Percentage of Users Attended a Contest
Problem
Table: Users
+-------------+---------+
| Column Name | Type |
+-------------+---------+
| user_id | int |
| user_name | varchar |
+-------------+---------+
user_id is the primary key (column with unique values) for this table.
Each row of this table contains the name and the id of a user.
Table: Register
+-------------+---------+
| Column Name | Type |
+-------------+---------+
| contest_id | int |
| user_id | int |
+-------------+---------+
(contest_id, user_id) is the primary key (combination of columns with unique values) for this table.
Each row of this table contains the id of a user and the contest they registered into.

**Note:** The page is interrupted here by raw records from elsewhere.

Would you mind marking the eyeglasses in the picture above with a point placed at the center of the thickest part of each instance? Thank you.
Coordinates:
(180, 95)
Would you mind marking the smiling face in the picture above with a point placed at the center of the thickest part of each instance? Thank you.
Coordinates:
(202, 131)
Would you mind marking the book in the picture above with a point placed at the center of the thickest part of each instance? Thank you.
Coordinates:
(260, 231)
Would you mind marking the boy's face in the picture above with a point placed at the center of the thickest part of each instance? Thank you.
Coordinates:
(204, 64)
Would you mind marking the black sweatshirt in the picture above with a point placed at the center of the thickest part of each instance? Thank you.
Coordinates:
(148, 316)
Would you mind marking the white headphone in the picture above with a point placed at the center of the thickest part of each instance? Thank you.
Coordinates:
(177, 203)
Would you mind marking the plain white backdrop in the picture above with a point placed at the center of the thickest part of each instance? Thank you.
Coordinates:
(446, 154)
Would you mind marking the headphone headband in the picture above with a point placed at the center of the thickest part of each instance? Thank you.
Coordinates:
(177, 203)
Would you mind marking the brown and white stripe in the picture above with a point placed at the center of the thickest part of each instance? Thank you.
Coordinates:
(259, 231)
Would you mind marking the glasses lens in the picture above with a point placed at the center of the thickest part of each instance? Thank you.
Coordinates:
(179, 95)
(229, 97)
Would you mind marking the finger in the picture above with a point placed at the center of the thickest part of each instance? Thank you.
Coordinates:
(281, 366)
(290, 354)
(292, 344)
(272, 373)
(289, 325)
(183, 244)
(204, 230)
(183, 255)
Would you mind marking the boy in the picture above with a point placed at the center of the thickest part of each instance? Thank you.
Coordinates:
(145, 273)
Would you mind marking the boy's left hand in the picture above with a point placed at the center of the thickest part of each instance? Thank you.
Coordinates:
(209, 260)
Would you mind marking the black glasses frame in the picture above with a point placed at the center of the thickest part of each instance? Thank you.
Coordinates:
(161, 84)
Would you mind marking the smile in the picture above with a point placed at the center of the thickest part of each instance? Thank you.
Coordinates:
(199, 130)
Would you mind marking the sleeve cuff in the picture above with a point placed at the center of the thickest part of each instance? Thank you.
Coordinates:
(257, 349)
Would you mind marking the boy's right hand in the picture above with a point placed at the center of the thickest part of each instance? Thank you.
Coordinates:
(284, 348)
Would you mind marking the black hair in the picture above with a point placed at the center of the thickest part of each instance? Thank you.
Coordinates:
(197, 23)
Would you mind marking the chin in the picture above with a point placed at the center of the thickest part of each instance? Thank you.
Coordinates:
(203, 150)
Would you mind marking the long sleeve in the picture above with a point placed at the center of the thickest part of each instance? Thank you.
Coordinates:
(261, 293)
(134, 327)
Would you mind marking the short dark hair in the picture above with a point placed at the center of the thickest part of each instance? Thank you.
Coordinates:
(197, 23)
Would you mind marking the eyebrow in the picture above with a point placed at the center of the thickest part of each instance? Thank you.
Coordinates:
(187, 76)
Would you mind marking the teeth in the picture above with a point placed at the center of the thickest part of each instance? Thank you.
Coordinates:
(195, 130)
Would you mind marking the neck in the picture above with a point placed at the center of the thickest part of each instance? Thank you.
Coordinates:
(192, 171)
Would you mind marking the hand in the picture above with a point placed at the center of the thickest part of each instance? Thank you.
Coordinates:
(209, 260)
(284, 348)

Write a solution to find the percentage of the users registered in each contest rounded to two decimals.
Return the result table ordered by percentage in descending order. In case of a tie, order it by contest_id in ascending order.
The result format is in the following example.
Examples
Example 1
Input:
Users table:
+---------+-----------+
| user_id | user_name |
+---------+-----------+
| 6 | Alice |
| 2 | Bob |
| 7 | Alex |
+---------+-----------+
Register table:
+------------+---------+
| contest_id | user_id |
+------------+---------+
| 215 | 6 |
| 209 | 2 |
| 208 | 2 |
| 210 | 6 |
| 208 | 6 |
| 209 | 7 |
| 209 | 6 |
| 215 | 7 |
| 208 | 7 |
| 210 | 2 |
| 207 | 2 |
| 210 | 7 |
+------------+---------+
Output:
+------------+------------+
| contest_id | percentage |
+------------+------------+
| 208 | 100.0 |
| 209 | 100.0 |
| 210 | 100.0 |
| 215 | 66.67 |
| 207 | 33.33 |
+------------+------------+
Explanation:
All the users registered in contests 208, 209, and 210. The percentage is 100% and we sort them in the answer table by contest_id in ascending order.

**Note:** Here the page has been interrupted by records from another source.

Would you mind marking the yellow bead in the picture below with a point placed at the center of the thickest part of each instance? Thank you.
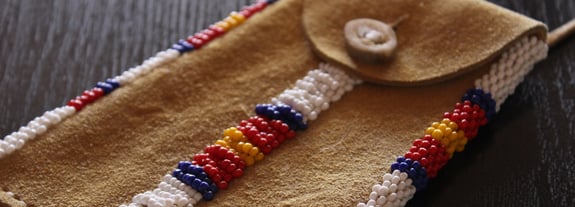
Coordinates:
(249, 161)
(247, 147)
(445, 142)
(229, 131)
(447, 130)
(452, 136)
(453, 126)
(222, 143)
(238, 135)
(238, 17)
(224, 25)
(254, 151)
(442, 127)
(429, 130)
(259, 156)
(437, 134)
(450, 150)
(460, 134)
(231, 21)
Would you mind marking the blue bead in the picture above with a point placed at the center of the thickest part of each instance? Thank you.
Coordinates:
(208, 196)
(185, 45)
(196, 183)
(106, 87)
(416, 165)
(260, 109)
(183, 165)
(203, 186)
(187, 179)
(394, 166)
(213, 188)
(202, 175)
(403, 166)
(284, 109)
(409, 161)
(177, 173)
(196, 170)
(179, 48)
(411, 173)
(113, 82)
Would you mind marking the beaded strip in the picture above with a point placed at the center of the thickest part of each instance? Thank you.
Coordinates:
(442, 139)
(252, 139)
(41, 124)
(248, 143)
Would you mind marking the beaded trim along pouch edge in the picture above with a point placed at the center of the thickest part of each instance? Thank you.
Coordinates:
(290, 111)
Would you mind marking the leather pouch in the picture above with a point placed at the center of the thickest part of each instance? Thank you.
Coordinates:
(124, 143)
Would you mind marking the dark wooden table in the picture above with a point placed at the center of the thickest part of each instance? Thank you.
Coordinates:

Alice and Alex registered in contest 215 and the percentage is ((2/3) * 100) = 66.67%
Bob registered in contest 207 and the percentage is ((1/3) * 100) = 33.33%
Solution
Method 1 - Count Distinct per Contest (Aggregation)
Intuition
For each contest, we need to find the percentage of all users who registered, rounded to two decimals. This is a classic aggregation and join problem: for each contest_id count distinct user_ids and divide by the total number of users (total_users).
Approach
Count the number of unique user_ids per contest_id, let total_users = total users from the Users table, compute percentage = COUNT(DISTINCT user_id) * 100.0 / total_users and round to two decimals. Sort by percentage descending and contest_id ascending.
Complexity
- ⏰ Time complexity:
O(N)where N is the number of registrations - 🧺 Space complexity:
O(C)where C is the number of contests
Code
MySQL
SELECT
contest_id,
ROUND(COUNT(DISTINCT user_id) * 100.0 / (SELECT COUNT(*) FROM Users), 2) AS percentage
FROM Register
GROUP BY contest_id
ORDER BY percentage DESC, contest_id ASC;
PostgreSQL
SELECT
contest_id,
ROUND(COUNT(DISTINCT user_id) * 100.0 / (SELECT COUNT(*) FROM Users), 2) AS percentage
FROM Register
GROUP BY contest_id
ORDER BY percentage DESC, contest_id ASC;
Python (pandas)
import pandas as pd
def percentage_of_users_attended(users: pd.DataFrame, register: pd.DataFrame) -> pd.DataFrame:
total_users = users['user_id'].nunique()
df = register.groupby('contest_id')['user_id'].nunique().reset_index()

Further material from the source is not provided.